Hilary Marsh is president and chief strategist of Content Company, Inc., in Chicago.
An organization-wide content strategy helps you seize opportunities to inform current and prospective members about the value of your association, but most organizations don’t have one. Ongoing ASAE Foundation research examines how associations can cultivate and leverage content more strategically.
A primary function of associations is the creation of products, services, resources, and tools that help members in their profession. So why does the Marketing General Membership Marketing Benchmarking Report [PDF] find that a perennial top challenge for associations is “difficulty in communicating value or benefit” to potential members?
One possible culprit: Most associations don’t have an organization-wide content strategy. A full-fledged, holistic content strategy encompasses all the products, services, events, resources, tools, and information created and maintained by an association. A content strategy ensures that an association produces content that is aligned across channels and shared in a way that highlights the organization’s benefits and value.
Early findings from an ASAE Foundation research study, Association Content Strategies for a Changing World, indicate that many associations could be producing content more strategically. Two themes have emerged: that the size of an organization does not affect its ability to implement an effective content strategy and that associations need to be clear about the distinction between content strategy and content marketing.
Associations of all budget and staff sizes are practicing content strategy to varying degrees. The research found advanced levels of content strategy practices in small, regional associations and more basic content strategy at large, international organizations.
Factors such as organizational complexity, culture, industry, and staff skills affect an association’s ability to be strategic about its content. Association leaders who think they do not have the capacity to implement content strategy practices can be encouraged by these findings.
A successful content strategy connects the organization’s strategic goals to the offerings designed to achieve those goals.
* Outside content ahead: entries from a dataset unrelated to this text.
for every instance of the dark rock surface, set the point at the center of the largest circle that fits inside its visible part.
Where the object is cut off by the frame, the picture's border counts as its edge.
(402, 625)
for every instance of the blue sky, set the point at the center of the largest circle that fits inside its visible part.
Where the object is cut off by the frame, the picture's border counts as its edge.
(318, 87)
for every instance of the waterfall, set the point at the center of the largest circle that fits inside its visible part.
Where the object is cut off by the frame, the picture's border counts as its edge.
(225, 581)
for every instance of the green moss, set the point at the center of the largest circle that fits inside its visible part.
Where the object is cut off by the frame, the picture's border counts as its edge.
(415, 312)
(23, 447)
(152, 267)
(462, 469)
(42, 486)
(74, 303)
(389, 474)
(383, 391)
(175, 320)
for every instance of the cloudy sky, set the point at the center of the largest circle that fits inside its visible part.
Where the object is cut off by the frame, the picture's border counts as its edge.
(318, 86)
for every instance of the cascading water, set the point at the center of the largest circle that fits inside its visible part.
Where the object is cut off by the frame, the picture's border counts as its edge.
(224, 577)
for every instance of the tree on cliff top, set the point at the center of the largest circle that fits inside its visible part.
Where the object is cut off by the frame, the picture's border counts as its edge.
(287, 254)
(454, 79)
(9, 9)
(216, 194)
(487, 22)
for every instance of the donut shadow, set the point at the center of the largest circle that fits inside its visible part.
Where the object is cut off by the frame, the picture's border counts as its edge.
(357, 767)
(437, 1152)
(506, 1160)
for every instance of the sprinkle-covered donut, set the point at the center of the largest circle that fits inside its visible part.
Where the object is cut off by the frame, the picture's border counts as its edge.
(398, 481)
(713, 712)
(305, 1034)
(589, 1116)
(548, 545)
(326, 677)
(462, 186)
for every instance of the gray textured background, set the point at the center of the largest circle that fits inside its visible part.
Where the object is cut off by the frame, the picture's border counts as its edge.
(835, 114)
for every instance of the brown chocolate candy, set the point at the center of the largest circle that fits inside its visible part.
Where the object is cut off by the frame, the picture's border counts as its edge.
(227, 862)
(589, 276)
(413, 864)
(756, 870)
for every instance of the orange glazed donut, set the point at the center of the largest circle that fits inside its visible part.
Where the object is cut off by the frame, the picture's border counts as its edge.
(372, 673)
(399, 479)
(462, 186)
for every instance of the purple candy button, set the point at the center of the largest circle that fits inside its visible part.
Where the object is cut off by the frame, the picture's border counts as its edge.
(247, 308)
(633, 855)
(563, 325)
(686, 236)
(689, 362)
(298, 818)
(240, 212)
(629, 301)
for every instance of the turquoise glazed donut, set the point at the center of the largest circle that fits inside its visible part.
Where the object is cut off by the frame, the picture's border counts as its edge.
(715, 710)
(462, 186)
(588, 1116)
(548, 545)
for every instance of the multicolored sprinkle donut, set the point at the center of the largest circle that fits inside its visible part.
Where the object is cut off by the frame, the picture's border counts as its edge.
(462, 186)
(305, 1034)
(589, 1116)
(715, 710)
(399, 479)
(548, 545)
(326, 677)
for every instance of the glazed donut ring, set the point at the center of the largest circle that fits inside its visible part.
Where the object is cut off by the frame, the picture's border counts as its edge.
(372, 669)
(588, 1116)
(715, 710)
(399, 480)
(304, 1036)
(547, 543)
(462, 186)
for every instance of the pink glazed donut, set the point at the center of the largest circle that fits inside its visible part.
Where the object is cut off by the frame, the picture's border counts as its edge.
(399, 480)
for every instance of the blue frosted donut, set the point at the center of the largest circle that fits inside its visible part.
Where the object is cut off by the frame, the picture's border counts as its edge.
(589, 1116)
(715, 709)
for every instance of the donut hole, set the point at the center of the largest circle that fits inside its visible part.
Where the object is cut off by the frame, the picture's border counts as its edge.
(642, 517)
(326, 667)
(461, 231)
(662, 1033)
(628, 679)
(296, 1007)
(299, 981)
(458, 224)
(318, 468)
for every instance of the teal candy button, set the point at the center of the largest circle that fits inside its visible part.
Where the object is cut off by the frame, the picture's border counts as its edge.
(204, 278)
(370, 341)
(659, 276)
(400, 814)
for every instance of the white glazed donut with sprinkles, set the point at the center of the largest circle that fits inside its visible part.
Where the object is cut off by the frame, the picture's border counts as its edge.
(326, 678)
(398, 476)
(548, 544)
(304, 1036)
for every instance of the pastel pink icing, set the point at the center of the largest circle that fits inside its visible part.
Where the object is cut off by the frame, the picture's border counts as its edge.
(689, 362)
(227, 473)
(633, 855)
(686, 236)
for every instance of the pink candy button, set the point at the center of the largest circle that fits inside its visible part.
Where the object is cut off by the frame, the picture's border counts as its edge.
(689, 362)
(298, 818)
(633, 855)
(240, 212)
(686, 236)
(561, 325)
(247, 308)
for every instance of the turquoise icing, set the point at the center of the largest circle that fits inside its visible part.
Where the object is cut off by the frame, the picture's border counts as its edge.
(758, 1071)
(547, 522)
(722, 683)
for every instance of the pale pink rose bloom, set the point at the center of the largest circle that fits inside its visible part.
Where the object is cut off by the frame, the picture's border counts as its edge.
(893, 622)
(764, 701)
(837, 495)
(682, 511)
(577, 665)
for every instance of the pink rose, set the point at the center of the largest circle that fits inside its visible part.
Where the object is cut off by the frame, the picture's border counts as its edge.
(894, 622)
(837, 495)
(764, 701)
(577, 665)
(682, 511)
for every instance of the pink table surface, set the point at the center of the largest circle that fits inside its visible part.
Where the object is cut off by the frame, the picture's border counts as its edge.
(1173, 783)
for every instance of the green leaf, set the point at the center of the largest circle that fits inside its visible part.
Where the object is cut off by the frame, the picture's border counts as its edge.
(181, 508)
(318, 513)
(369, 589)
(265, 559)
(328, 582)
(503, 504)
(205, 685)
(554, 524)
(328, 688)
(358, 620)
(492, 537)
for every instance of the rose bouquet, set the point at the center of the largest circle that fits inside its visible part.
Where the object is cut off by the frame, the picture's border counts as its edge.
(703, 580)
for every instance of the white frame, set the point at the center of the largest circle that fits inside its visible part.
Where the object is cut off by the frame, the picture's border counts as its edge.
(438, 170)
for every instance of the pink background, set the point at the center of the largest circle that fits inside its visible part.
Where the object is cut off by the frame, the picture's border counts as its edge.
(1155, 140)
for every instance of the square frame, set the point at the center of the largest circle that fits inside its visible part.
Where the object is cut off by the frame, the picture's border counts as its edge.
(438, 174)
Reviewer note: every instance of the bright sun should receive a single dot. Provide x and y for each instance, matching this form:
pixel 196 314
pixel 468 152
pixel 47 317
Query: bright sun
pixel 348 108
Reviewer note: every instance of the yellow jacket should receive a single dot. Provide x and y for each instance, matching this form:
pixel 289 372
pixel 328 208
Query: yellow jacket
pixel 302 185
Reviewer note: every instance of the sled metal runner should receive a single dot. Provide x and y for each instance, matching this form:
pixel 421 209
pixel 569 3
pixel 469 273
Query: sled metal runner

Some association leaders think they’re doing content strategy when they are actually doing content marketing. Content strategy is defined as planning for the creation, publication, dissemination, and governance of useful, usable content across departments and functional areas. A successful content strategy connects the organization’s strategic goals to the offerings designed to achieve those goals.
Content marketing, on the other hand, is more focused on driving customer behavior. When associations’ marketing teams or agency partners focus on promotional content or marketing activities such as social media, blog posts, and the like, these activities are content marketing, not strategy. Content marketing is a great tool for member engagement and lead generation—and should be used to support the content strategy—but content marketing has a different set of goals and metrics.
An organization-wide content strategy goes far beyond marketing and deeper than engagement. It touches the association’s core work. Adopting a strategic approach to content is likely to affect an association’s staffing, budgeting processes, internal collaboration mechanisms, member engagement—and its very culture.
The initial phase of the study included a comprehensive review of more than 60 articles, reports, and conference presentations; surveys of more than 600 association executives; and 15 in-depth interviews.
From these sources, the study identified 17 common content strategy activities, tactics, and artifacts and identified the extent to which associations are adopting each of them.
The second phase of the research is underway. The results of this phase will quantify the adoption of the defined tactics, assess how content strategy outcomes are being measured, and define content strategy staffing and management models.